Bvibert and I are still planning on riding the Rez and starting around 4pm.


----------



## MR. evil (Sep 12, 2009)

WoodCore said:


> I'm not worried about it. From what I saw at Nass last night things will be fine.



I have ridden the Rez ALOT over the years, the place does not drain at all and hold water for days. Especially the never twisty trail on top of the ridge before the DH. The second part of the ride after the dyke also drains really bad.


----------



## powhunter (Sep 12, 2009)

looks like were gonna get wet


----------



## bvibert (Sep 12, 2009)

powhunter said:


> looks like were gonna get wet



I think the majority of the trails will be in good shape.  It hasn't rained here all day.  Prior to yesterday's rain the trails were really dry, I'm sure they sucked up a lot of the water.  I don't think it'll be too bad.  There wasn't even the slightest hint of mud on the route we took on Sunday.


----------



## MR. evil (Sep 12, 2009)

Paul

those pics look sick. From the photos I would
consider hitting some of that stuff. Or is it a case like the stunt we found last time where what appears to be a 3 foot gap jumps turns out to be a 12 footer in real life? If you can, let's plan a Mesh ride for next weekend.
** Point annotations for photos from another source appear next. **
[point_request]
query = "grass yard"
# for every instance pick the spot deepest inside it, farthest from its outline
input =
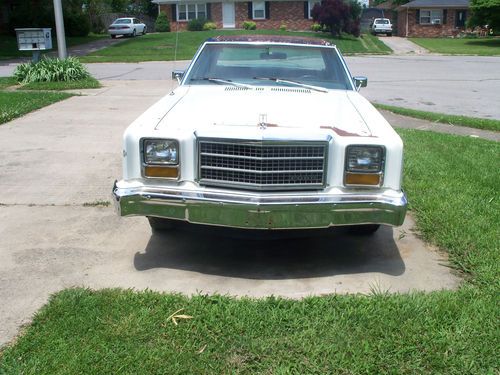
(17, 104)
(472, 122)
(461, 46)
(161, 46)
(452, 184)
(8, 44)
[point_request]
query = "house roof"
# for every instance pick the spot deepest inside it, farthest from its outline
(271, 39)
(436, 4)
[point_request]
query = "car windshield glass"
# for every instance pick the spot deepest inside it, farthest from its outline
(262, 65)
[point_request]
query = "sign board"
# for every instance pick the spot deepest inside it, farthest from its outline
(34, 39)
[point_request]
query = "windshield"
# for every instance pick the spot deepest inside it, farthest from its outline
(269, 65)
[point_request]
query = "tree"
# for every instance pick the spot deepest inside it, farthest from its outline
(485, 12)
(338, 16)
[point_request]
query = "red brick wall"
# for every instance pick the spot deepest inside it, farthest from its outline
(289, 13)
(426, 31)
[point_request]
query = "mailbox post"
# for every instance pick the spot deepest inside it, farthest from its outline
(35, 40)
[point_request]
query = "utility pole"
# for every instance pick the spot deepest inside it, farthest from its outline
(61, 40)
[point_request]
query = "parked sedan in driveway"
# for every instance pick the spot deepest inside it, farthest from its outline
(264, 132)
(126, 27)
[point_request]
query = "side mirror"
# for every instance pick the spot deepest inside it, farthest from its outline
(178, 74)
(360, 82)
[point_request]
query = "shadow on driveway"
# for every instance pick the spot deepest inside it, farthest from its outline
(334, 252)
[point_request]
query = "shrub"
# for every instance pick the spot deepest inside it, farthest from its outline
(76, 24)
(338, 16)
(316, 27)
(209, 26)
(196, 24)
(51, 70)
(162, 24)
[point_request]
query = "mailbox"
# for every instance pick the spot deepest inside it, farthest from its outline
(34, 39)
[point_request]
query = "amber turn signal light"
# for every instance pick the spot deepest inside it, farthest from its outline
(362, 179)
(162, 172)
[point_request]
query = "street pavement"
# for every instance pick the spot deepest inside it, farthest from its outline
(461, 85)
(57, 167)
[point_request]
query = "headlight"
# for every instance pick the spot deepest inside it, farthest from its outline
(367, 159)
(161, 152)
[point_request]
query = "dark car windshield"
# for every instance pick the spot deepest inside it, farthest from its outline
(269, 65)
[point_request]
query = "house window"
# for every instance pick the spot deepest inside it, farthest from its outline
(311, 5)
(186, 12)
(259, 10)
(431, 17)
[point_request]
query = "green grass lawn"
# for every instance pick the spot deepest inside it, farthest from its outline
(160, 47)
(8, 45)
(472, 122)
(16, 104)
(452, 184)
(461, 46)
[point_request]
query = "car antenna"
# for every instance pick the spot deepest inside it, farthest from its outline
(176, 42)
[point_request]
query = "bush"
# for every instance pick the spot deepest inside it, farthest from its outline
(209, 26)
(51, 70)
(162, 24)
(316, 27)
(196, 24)
(76, 24)
(338, 16)
(249, 25)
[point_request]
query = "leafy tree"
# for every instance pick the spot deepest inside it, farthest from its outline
(162, 24)
(338, 16)
(485, 12)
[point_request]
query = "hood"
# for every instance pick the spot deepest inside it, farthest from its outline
(281, 107)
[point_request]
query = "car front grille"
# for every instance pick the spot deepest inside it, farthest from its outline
(256, 165)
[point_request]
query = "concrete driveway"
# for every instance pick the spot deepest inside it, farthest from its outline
(57, 166)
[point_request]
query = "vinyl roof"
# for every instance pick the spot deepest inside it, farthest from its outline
(271, 39)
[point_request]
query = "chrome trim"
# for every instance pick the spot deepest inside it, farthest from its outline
(259, 187)
(144, 164)
(259, 211)
(381, 172)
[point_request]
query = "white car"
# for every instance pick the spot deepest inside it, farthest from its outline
(264, 132)
(128, 26)
(381, 26)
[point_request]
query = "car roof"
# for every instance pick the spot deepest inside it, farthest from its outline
(285, 39)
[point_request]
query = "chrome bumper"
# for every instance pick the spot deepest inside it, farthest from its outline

I need some practice on the crazy shit to get ready for my trip to Highland with 2knees and Powbumps the following weekend.


----------



## powhunter (Sep 13, 2009)

sorry boys something came up im out for this

steveo


----------



## bvibert (Sep 13, 2009)

powhunter said:


> sorry boys something came up im out for this
> 
> steveo



Bummer!  We'll have to try for another time!


----------



## WoodCore (Sep 13, 2009)

Bvibert,

I'm ahead of schedule. Should be there by 3:30.


----------



## bvibert (Sep 13, 2009)

I won't be there until 4ish, sorry...


----------